First, we need to combine results of the two models into one table.
log_models <- list(log_fit1, log_fit2)
#list estimate, 95% confidence intervals, and highlight ones with significant p-values
#hide intercept estimate
modelsummary::modelsummary(log_models,
stars = TRUE,
fmt = '%.3f',
exponentiate = TRUE,
estimate = "{estimate} [{conf.low}, {conf.high}] {stars}",
statistic = NULL,
coef_omit = "Intercept")| Model 1 | Model 2 | |
|---|---|---|
| RunnyNoseYes | 1.051 [0.753, 1.477] | 1.046 [0.664, 1.656] |
| SwollenLymphNodesYes | 0.778 [0.528, 1.140] | |
| ChestCongestionYes | 1.317 [0.869, 2.003] | |
| ChillsSweatsYes | 1.315 [0.755, 2.339] | |
| NasalCongestionYes | 1.531 [0.935, 2.541] + | |
| CoughYNYes | 0.869 [0.321, 2.487] | |
| SneezeYes | 1.193 [0.791, 1.805] | |
| FatigueYes | 1.257 [0.621, 2.693] | |
| SubjectiveFeverYes | 1.320 [0.851, 2.063] | |
| HeadacheYes | 1.393 [0.806, 2.473] | |
| WeaknessMild | 0.885 [0.380, 2.219] | |
| WeaknessModerate | 1.365 [0.577, 3.474] | |
| WeaknessSevere | 2.278 [0.859, 6.423] | |
| WeaknessYNYes | ||
| CoughIntensityMild | 0.802 [0.249, 2.494] | |
| CoughIntensityModerate | 0.696 [0.197, 2.368] | |
| CoughIntensitySevere | 0.387 [0.104, 1.384] | |
| CoughYN2Yes | ||
| MyalgiaMild | 0.996 [0.491, 2.092] | |
| MyalgiaModerate | 1.227 [0.600, 2.607] | |
| MyalgiaSevere | 1.128 [0.475, 2.733] | |
| MyalgiaYNYes | ||
| AbPainYes | 2.558 [1.478, 4.469] *** | |
| ChestPainYes | 1.073 [0.685, 1.675] | |
| DiarrheaYes | 2.898 [1.749, 4.834] *** | |
| EyePnYes | 0.710 [0.408, 1.215] | |
| InsomniaYes | 1.088 [0.745, 1.590] | |
| ItchyEyeYes | 0.939 [0.592, 1.476] | |
| EarPnYes | 0.834 [0.519, 1.327] | |
| HearingYes | 1.381 [0.558, 3.328] | |
| PharyngitisYes | 1.317 [0.788, 2.242] | |
| BreathlessYes | 1.694 [1.125, 2.551] * | |
| ToothPnYes | 1.617 [1.030, 2.536] * | |
| VisionYes | 1.134 [0.385, 3.294] | |
| VomitYes | 11.687 [6.072, 23.999] *** | |
| WheezeYes | 0.738 [0.464, 1.162] | |
| BodyTemp | 0.969 [0.827, 1.132] | |
| Num.Obs. | 730 | 730 |
| AIC | 948.6 | 821.5 |
| BIC | 957.8 | 982.2 |
| Log.Lik. | -472.283 | -375.735 |
Interestingly, runny nose is not a significant predictor in either model. In comparison to log_fit1, log_fit2 has a slightly lower AIC and log likelihood, but higher BIC.

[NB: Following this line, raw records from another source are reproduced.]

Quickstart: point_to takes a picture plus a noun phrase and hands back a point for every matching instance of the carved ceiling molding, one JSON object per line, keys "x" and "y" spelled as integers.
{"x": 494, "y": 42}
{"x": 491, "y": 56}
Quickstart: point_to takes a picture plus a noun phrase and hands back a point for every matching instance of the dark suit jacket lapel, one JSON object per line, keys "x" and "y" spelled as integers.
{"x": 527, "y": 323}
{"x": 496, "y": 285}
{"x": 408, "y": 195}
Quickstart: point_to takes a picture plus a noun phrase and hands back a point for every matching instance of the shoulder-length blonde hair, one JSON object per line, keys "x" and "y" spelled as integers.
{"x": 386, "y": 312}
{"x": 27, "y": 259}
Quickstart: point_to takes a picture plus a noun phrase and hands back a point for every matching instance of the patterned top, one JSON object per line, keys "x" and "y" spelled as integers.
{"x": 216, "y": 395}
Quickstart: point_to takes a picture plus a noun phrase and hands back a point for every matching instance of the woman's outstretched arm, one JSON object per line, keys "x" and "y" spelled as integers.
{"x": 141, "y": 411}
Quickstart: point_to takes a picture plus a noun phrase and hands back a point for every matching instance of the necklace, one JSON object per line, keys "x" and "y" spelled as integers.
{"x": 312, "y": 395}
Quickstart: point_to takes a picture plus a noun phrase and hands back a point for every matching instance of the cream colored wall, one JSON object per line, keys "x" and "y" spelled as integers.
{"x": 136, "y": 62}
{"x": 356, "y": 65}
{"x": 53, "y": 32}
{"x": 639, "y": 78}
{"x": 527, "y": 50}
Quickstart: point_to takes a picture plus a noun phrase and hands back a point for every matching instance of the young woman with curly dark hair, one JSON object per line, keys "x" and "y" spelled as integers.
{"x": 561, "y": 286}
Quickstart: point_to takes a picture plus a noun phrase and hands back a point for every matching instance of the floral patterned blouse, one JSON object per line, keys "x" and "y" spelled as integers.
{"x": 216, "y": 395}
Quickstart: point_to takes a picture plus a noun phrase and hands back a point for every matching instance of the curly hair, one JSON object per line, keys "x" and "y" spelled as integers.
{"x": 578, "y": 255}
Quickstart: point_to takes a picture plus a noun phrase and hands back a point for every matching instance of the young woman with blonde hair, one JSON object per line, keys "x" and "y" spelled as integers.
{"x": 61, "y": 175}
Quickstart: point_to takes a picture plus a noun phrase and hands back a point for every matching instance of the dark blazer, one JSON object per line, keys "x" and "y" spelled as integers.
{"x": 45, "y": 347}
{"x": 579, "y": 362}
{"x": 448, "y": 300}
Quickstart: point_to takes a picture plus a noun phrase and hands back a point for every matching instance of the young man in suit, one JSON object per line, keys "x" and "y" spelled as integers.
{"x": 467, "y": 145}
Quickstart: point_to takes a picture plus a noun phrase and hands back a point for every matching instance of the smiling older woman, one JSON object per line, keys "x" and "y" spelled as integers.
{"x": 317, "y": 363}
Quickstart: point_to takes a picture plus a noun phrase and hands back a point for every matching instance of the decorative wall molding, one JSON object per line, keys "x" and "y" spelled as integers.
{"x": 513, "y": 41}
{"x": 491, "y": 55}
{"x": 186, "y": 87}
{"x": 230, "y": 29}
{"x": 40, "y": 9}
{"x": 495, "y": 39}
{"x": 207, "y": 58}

Next, we can conduct an ANOVA to compare the two linear regression models
log_anova <- anova(log_fit1$fit, log_fit2$fit, test = "Chisq")

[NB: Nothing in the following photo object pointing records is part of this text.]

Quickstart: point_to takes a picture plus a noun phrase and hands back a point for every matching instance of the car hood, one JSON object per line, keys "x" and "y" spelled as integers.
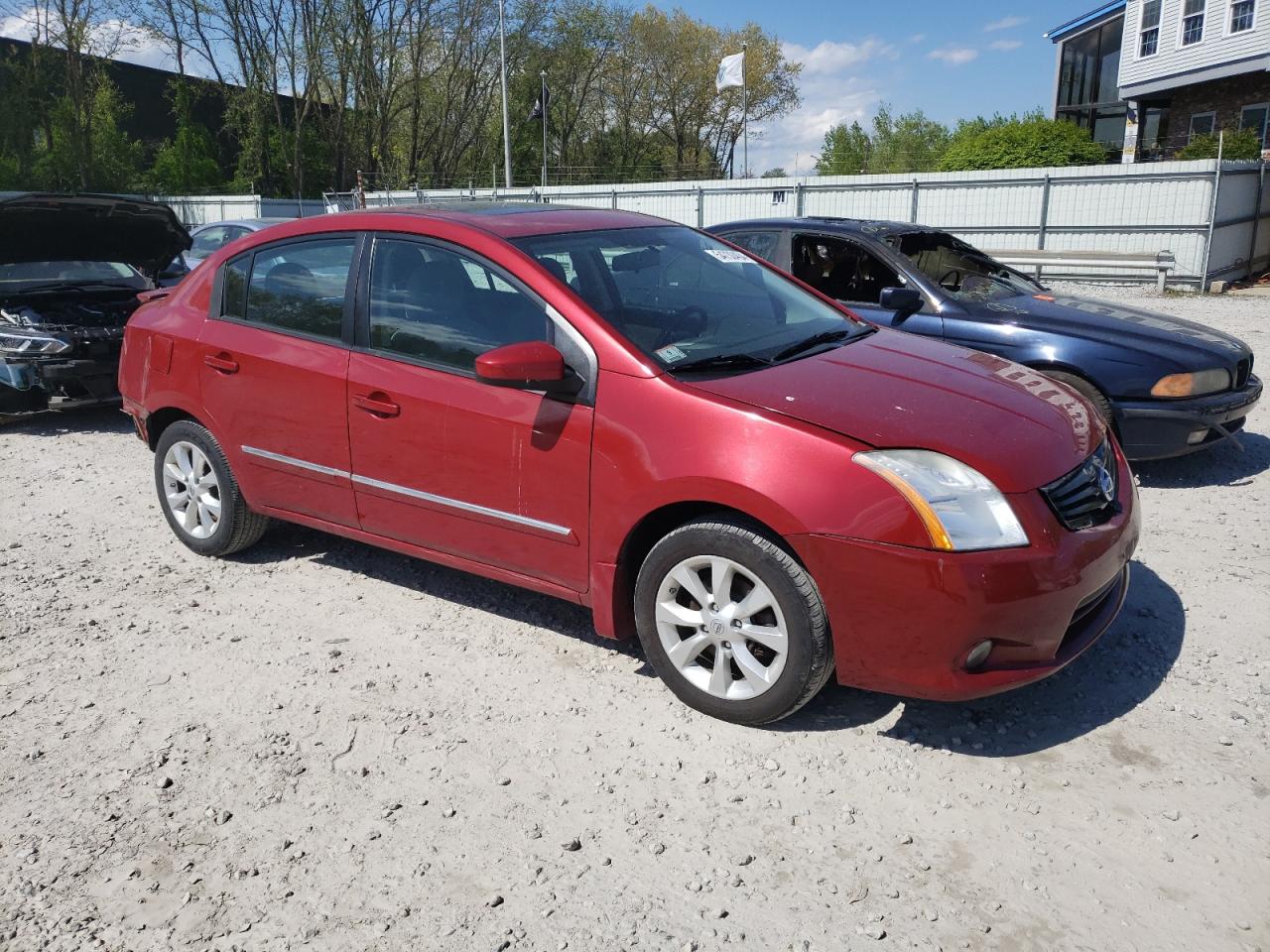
{"x": 894, "y": 390}
{"x": 49, "y": 227}
{"x": 1191, "y": 345}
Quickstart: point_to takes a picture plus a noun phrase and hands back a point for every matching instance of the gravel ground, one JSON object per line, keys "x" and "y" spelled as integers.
{"x": 324, "y": 746}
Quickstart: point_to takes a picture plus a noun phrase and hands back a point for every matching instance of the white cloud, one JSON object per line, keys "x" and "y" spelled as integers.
{"x": 828, "y": 58}
{"x": 834, "y": 90}
{"x": 953, "y": 55}
{"x": 1005, "y": 23}
{"x": 117, "y": 39}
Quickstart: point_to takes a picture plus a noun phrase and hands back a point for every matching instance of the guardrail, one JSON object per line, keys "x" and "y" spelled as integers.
{"x": 1213, "y": 216}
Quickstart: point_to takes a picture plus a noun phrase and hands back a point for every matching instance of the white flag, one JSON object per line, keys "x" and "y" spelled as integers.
{"x": 731, "y": 72}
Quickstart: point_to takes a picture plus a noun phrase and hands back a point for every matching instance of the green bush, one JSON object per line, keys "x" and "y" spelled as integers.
{"x": 1032, "y": 141}
{"x": 1239, "y": 145}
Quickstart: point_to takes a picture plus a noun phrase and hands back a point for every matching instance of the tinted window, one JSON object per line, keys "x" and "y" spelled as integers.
{"x": 444, "y": 307}
{"x": 683, "y": 296}
{"x": 234, "y": 293}
{"x": 761, "y": 244}
{"x": 841, "y": 270}
{"x": 302, "y": 286}
{"x": 208, "y": 240}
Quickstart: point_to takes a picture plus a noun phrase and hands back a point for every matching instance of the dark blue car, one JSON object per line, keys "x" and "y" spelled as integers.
{"x": 1167, "y": 386}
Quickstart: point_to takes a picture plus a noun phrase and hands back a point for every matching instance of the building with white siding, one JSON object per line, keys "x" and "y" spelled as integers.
{"x": 1146, "y": 76}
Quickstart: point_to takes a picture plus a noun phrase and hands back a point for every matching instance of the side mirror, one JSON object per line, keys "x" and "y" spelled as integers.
{"x": 903, "y": 301}
{"x": 531, "y": 365}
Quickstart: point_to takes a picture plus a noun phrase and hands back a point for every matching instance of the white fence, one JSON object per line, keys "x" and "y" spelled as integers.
{"x": 1214, "y": 220}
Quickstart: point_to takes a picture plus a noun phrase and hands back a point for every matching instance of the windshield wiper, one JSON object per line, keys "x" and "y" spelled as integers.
{"x": 828, "y": 336}
{"x": 722, "y": 362}
{"x": 76, "y": 286}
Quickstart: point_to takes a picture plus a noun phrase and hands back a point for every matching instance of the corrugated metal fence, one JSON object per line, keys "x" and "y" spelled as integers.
{"x": 1215, "y": 220}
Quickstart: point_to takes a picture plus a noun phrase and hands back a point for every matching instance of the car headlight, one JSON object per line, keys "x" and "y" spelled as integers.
{"x": 1197, "y": 384}
{"x": 959, "y": 506}
{"x": 24, "y": 344}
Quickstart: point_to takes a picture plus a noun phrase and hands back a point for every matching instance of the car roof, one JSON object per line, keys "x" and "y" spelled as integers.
{"x": 826, "y": 222}
{"x": 509, "y": 220}
{"x": 254, "y": 223}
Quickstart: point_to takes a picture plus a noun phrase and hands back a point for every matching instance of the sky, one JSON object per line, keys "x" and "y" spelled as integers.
{"x": 951, "y": 59}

log_anova## Analysis of Deviance Table
##
## Model 1: Nausea ~ RunnyNose
## Model 2: Nausea ~ SwollenLymphNodes + ChestCongestion + ChillsSweats +
## NasalCongestion + CoughYN + Sneeze + Fatigue + SubjectiveFever +
## Headache + Weakness + WeaknessYN + CoughIntensity + CoughYN2 +
## Myalgia + MyalgiaYN + RunnyNose + AbPain + ChestPain + Diarrhea +
## EyePn + Insomnia + ItchyEye + EarPn + Hearing + Pharyngitis +
## Breathless + ToothPn + Vision + Vomit + Wheeze + BodyTemp
## Resid. Df Resid. Dev Df Deviance Pr(>Chi)
## 1 728 944.57
## 2 695 751.47 33 193.09 < 0.00000000000000022 ***
## ---
## Signif. codes: 0 '***' 0.001 '**' 0.01 '*' 0.05 '.' 0.1 ' ' 1
Based on the p-value from the ANOVA, we can conclude the more complex model better describes the data than the simple logistic regression, which is also supported by the comparison of measures above. However, the higher BIC suggests the significance noted may be a result from the number of parameters included in the model. In a real-world analysis, we would need to examine the potential of overfitting occurring in the full logistic regression model.